I did end up buying a swing away binder from Sailrite (likely made by Suisei) and holy shit what a time saver, I can't believe I did so much binding by hand...binding by hand suuuuucks.

So many quesions...
  • Is the "cylinder" by the thumb screw some sort of binding routing thingy?
  • Binding attachments are readily available?
  • Is the machine in time?
They work like this when mounted...


Notice how the binder arm moves with the walking foot too, so everything stays lined up. That is the main difference between this kind of machine and just putting a binding attachment on a flat bed machine. That Sailrite attachment does look like a nice upgrade though. A buddy picked up a couple of binders while he was in Vietnam and I played with them a bit on my Juki and it defintely made it a lot easier.
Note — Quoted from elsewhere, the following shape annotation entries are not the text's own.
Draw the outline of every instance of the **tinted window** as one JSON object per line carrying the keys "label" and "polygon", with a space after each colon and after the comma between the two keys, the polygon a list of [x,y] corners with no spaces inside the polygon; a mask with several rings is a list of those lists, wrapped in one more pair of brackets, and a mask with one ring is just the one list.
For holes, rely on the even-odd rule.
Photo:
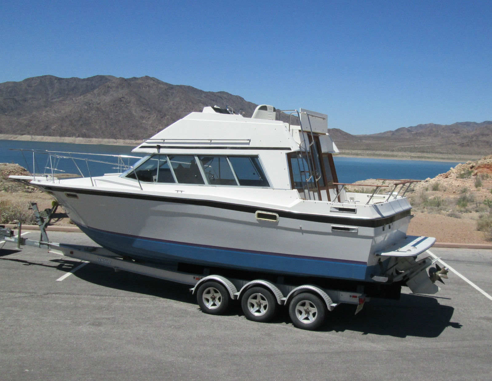
{"label": "tinted window", "polygon": [[169,156],[178,182],[184,184],[205,184],[194,156]]}
{"label": "tinted window", "polygon": [[138,180],[140,181],[153,182],[154,181],[154,177],[157,173],[157,160],[155,159],[155,157],[153,157],[137,167],[134,171],[130,172],[126,175],[126,177],[130,179],[136,179],[135,175],[135,173],[136,173],[137,176],[138,176]]}
{"label": "tinted window", "polygon": [[237,185],[231,166],[224,156],[200,156],[205,177],[211,185]]}
{"label": "tinted window", "polygon": [[167,157],[163,155],[160,156],[159,161],[159,170],[157,171],[155,182],[175,183]]}
{"label": "tinted window", "polygon": [[[294,188],[302,189],[306,186],[306,181],[309,179],[309,167],[304,158],[298,159],[297,158],[290,158],[290,166],[292,168],[294,177]],[[307,182],[309,188],[314,187],[314,179],[312,178]]]}
{"label": "tinted window", "polygon": [[229,156],[239,185],[246,187],[269,187],[258,158]]}

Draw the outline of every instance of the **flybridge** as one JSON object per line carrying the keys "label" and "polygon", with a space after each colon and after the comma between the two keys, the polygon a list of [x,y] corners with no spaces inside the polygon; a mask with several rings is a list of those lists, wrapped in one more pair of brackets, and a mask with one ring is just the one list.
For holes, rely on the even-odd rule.
{"label": "flybridge", "polygon": [[[312,144],[307,143],[308,134],[316,134],[320,136],[324,152],[339,153],[327,133],[326,115],[304,109],[280,111],[288,115],[289,122],[285,123],[276,120],[277,111],[273,106],[260,105],[251,118],[245,118],[230,107],[206,107],[146,139],[133,152],[152,154],[186,147],[309,151]],[[293,124],[294,117],[298,123],[300,120],[300,126]]]}

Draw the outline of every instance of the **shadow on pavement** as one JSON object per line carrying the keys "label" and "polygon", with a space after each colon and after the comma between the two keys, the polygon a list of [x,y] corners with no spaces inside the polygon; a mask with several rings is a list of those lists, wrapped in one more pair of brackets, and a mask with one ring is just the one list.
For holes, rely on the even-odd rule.
{"label": "shadow on pavement", "polygon": [[[76,265],[80,264],[80,262],[77,262]],[[78,270],[71,276],[74,276],[104,287],[172,300],[196,303],[196,298],[189,291],[191,287],[190,286],[128,271],[115,271],[109,267],[93,263],[89,263]]]}
{"label": "shadow on pavement", "polygon": [[[16,251],[8,251],[13,254]],[[7,255],[2,252],[2,255]],[[52,259],[53,264],[38,263],[15,258],[0,260],[56,268],[64,272],[80,264],[78,260]],[[57,263],[55,264],[55,263]],[[77,270],[75,276],[91,283],[116,289],[136,292],[196,305],[196,297],[189,289],[191,286],[140,275],[127,271],[115,271],[108,267],[89,263]],[[234,301],[229,316],[243,315],[240,304]],[[199,308],[197,305],[197,310]],[[272,323],[292,324],[285,306]],[[340,304],[327,312],[326,321],[320,330],[340,332],[346,330],[359,332],[363,335],[375,334],[404,338],[408,336],[437,337],[447,327],[461,328],[459,322],[452,322],[454,309],[440,304],[436,298],[422,295],[402,294],[400,301],[373,299],[366,304],[362,311],[354,315],[355,306]]]}
{"label": "shadow on pavement", "polygon": [[451,321],[454,312],[453,307],[439,304],[430,296],[402,294],[400,301],[372,299],[357,315],[354,306],[340,305],[329,313],[324,328],[363,335],[437,337],[447,327],[462,326]]}

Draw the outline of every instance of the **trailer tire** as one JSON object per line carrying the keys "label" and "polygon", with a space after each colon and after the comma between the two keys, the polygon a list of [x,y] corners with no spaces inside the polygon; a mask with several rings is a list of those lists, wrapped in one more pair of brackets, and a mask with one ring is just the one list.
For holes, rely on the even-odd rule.
{"label": "trailer tire", "polygon": [[315,295],[303,292],[294,296],[289,304],[289,316],[298,328],[313,331],[319,328],[325,319],[326,307]]}
{"label": "trailer tire", "polygon": [[196,292],[198,305],[206,314],[221,315],[227,309],[230,296],[221,284],[216,282],[206,282]]}
{"label": "trailer tire", "polygon": [[241,298],[241,308],[246,318],[260,323],[272,320],[277,305],[275,297],[263,287],[252,287]]}

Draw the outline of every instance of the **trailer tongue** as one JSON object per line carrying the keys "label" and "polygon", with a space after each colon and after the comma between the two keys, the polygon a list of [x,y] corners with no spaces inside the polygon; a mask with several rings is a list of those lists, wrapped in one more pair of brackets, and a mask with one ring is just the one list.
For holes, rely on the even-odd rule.
{"label": "trailer tongue", "polygon": [[124,270],[189,285],[192,286],[190,290],[196,296],[202,310],[213,315],[223,314],[232,301],[238,300],[247,318],[266,322],[284,305],[288,307],[295,325],[313,330],[319,328],[326,315],[340,303],[356,306],[357,314],[371,297],[399,299],[401,288],[399,282],[405,282],[414,293],[431,293],[438,289],[434,282],[438,280],[444,283],[441,278],[447,278],[445,267],[431,268],[427,275],[425,269],[435,260],[429,257],[416,260],[416,253],[421,253],[426,250],[423,248],[433,244],[435,240],[432,238],[408,237],[399,243],[401,244],[398,247],[378,253],[383,257],[390,256],[392,261],[386,270],[386,276],[374,279],[376,282],[370,284],[356,284],[337,280],[255,274],[172,261],[158,264],[145,262],[99,247],[50,242],[45,230],[49,213],[47,212],[45,217],[39,215],[35,204],[33,209],[38,218],[40,240],[23,237],[21,224],[17,235],[13,230],[0,226],[0,240],[16,244],[19,248],[22,245],[42,248],[50,253],[105,266],[115,271]]}

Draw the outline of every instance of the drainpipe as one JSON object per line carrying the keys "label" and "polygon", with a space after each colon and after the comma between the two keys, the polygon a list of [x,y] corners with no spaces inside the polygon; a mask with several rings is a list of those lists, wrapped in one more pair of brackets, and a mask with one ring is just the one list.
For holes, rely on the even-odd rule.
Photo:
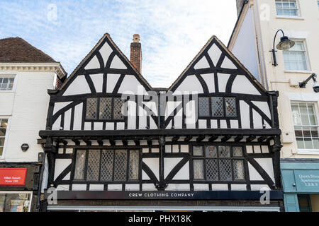
{"label": "drainpipe", "polygon": [[44,170],[45,167],[45,157],[47,155],[47,153],[45,152],[43,152],[43,161],[42,162],[42,167],[41,167],[41,172],[40,174],[40,180],[39,180],[39,186],[38,188],[38,199],[37,199],[37,206],[35,208],[36,212],[40,212],[40,201],[41,198],[41,190],[42,190],[42,183],[43,182],[43,174],[44,174]]}

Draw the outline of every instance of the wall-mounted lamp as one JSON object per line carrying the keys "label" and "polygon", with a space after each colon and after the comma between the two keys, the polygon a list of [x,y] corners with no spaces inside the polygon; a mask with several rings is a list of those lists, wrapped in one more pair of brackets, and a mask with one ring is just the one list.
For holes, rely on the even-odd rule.
{"label": "wall-mounted lamp", "polygon": [[318,82],[316,81],[317,75],[314,73],[313,74],[311,74],[309,77],[308,77],[308,78],[306,80],[299,83],[299,87],[300,88],[306,88],[306,85],[307,85],[308,82],[311,78],[313,80],[313,91],[315,91],[315,93],[318,93],[319,92],[319,84],[318,83]]}
{"label": "wall-mounted lamp", "polygon": [[277,34],[279,31],[281,31],[282,32],[282,37],[280,38],[280,42],[278,43],[278,44],[276,45],[276,47],[278,49],[286,50],[286,49],[291,48],[293,46],[295,45],[295,42],[291,41],[291,40],[289,40],[287,36],[285,36],[285,34],[284,33],[284,31],[281,29],[279,29],[277,30],[277,32],[276,32],[275,37],[274,37],[274,45],[273,45],[272,50],[270,51],[270,52],[272,52],[272,56],[274,58],[274,64],[272,65],[274,65],[274,66],[278,65],[277,59],[276,59],[276,51],[275,50],[274,43],[276,42],[276,37],[277,36]]}
{"label": "wall-mounted lamp", "polygon": [[26,152],[29,149],[29,145],[28,143],[23,143],[21,145],[21,150],[23,152]]}

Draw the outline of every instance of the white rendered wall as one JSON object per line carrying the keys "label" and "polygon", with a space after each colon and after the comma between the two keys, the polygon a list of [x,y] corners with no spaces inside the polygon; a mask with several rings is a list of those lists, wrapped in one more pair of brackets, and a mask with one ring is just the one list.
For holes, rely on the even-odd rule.
{"label": "white rendered wall", "polygon": [[260,81],[255,43],[252,10],[248,8],[236,42],[230,50],[256,79]]}
{"label": "white rendered wall", "polygon": [[[38,162],[38,153],[43,152],[37,144],[39,131],[45,129],[50,96],[53,89],[55,73],[10,71],[16,74],[13,92],[0,92],[0,118],[9,117],[4,153],[0,162]],[[23,153],[21,145],[28,143]]]}

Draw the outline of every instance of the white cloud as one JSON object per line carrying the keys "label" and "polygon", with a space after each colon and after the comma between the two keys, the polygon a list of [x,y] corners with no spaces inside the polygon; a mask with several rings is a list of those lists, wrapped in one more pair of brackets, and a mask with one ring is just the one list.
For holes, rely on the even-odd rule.
{"label": "white cloud", "polygon": [[[44,51],[70,73],[105,32],[128,56],[139,33],[142,75],[153,87],[169,87],[208,40],[225,44],[237,19],[235,0],[115,0],[27,4],[4,1],[1,37],[20,36]],[[56,21],[47,6],[57,5]]]}

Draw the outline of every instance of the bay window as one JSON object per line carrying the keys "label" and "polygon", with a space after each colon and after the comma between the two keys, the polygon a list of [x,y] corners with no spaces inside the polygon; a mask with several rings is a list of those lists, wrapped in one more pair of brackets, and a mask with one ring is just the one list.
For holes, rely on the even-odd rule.
{"label": "bay window", "polygon": [[138,150],[77,150],[74,180],[126,182],[139,179]]}
{"label": "bay window", "polygon": [[291,109],[298,148],[319,150],[318,124],[315,104],[294,102],[291,104]]}
{"label": "bay window", "polygon": [[0,91],[10,91],[13,89],[14,76],[0,75]]}
{"label": "bay window", "polygon": [[192,155],[194,180],[245,180],[242,147],[194,146]]}
{"label": "bay window", "polygon": [[4,148],[4,140],[6,139],[8,119],[0,118],[0,156],[2,155]]}
{"label": "bay window", "polygon": [[276,0],[277,16],[298,16],[297,2],[295,0]]}

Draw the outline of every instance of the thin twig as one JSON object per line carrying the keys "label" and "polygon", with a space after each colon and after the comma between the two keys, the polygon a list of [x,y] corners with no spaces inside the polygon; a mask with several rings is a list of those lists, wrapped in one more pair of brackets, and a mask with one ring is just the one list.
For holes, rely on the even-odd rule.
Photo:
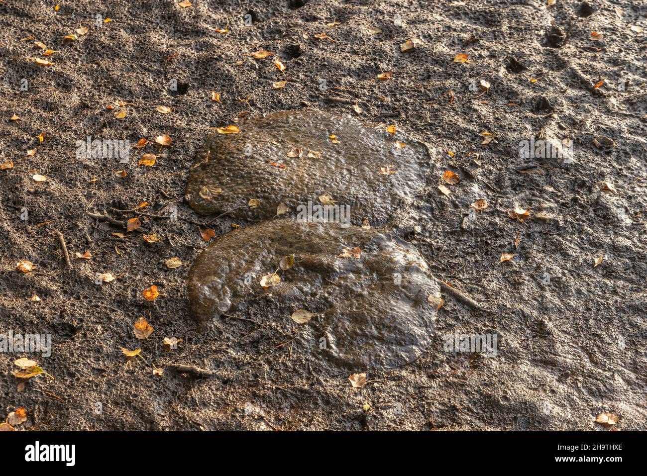
{"label": "thin twig", "polygon": [[67,252],[67,245],[65,244],[65,239],[63,237],[63,233],[58,230],[54,231],[58,237],[58,243],[61,245],[61,251],[63,252],[63,257],[65,259],[65,265],[70,269],[72,268],[72,262],[70,261],[70,254]]}

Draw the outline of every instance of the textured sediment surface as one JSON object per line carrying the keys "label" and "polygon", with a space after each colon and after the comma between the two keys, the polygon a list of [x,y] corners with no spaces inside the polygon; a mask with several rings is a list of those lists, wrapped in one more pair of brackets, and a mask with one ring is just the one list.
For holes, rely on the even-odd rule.
{"label": "textured sediment surface", "polygon": [[[267,114],[214,133],[195,156],[186,192],[199,213],[221,213],[261,200],[241,213],[254,219],[297,213],[327,195],[349,206],[351,221],[386,222],[400,200],[424,184],[424,147],[386,127],[305,109]],[[325,204],[325,202],[324,202]]]}
{"label": "textured sediment surface", "polygon": [[[281,269],[292,255],[294,265],[283,259]],[[426,267],[410,245],[378,230],[275,219],[202,253],[190,272],[192,313],[201,321],[239,312],[271,322],[294,336],[293,352],[325,365],[393,367],[417,357],[433,334],[428,297],[439,289]],[[280,282],[264,288],[261,278],[277,270]],[[297,323],[291,315],[299,309],[314,316]]]}

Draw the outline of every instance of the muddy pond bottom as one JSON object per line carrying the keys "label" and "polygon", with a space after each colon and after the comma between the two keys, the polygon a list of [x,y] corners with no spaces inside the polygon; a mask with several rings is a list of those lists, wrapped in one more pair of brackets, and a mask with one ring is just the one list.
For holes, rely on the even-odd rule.
{"label": "muddy pond bottom", "polygon": [[331,371],[396,367],[434,332],[429,298],[439,289],[426,268],[384,230],[276,219],[223,235],[199,255],[191,312],[203,323],[226,314],[270,323],[293,339],[292,355]]}
{"label": "muddy pond bottom", "polygon": [[424,185],[429,168],[422,144],[355,118],[304,109],[237,127],[239,132],[213,133],[196,153],[186,193],[201,214],[256,199],[259,206],[237,216],[297,217],[327,204],[344,214],[337,221],[380,225]]}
Turning by hand...everything seems to be timed allright but I haven't had time to do much more then bring it inside.

Shaft went over it already but clutch motors were/are pretty standard for industrial machines and are sometimes single phase and sometimes 3phase...both wtih varying voltages depending on their use and needs. A lot of the new machines have gone to Servo motors now though. As Shaft said, clutch motors are very finicky and hard to control especially a novice sewer. Its crazy how good the sewers in most industrial/commercial settings are at it...but for me its almost unusable. Think of it as super stiff old truck clutch when you didn't know how drive a manual. It goes from zero to out of control in the matter of a quarter inch or less of pedal input.

A servo motor basically solves the control problem by just having a potentiometer attached to the pedal that then controls a servo motor. It has a control box that allows you to adjust what RPM the motor spins for a given pedal input as well (Just a dial or buttons up or down...very simple). I put one on my Juki and I can now just chug along as slow as I want. The slowest setting is actually annoyingly slow for most things but if you are doing work trying to keep multiple layers lined up its REALLY nice to have. I put a smaller pully on that one too, so higher torque and slower speeds and can go even slower.

Since this machine came with a 3-phase motor its kind of a no brainer. I'm sure a VFD that varies the speed would help... but I think the VFD would be more expensive then the Servo motor setup ($140 for the whole thing) and you'd still have to deal with the clutch. I have the single phase120v motor from my Juki I could put on it...but just don't wanna deal with a clutch.

I'm actually thinking about building a belt sander/grinder and I think these clutch motors might be amazing for that since you'd basically design the belt sander to run at full speed/full clutch engagement so you'd just stomp on it to get the sanding belt spinning but could also use it to attenuate the belt speed.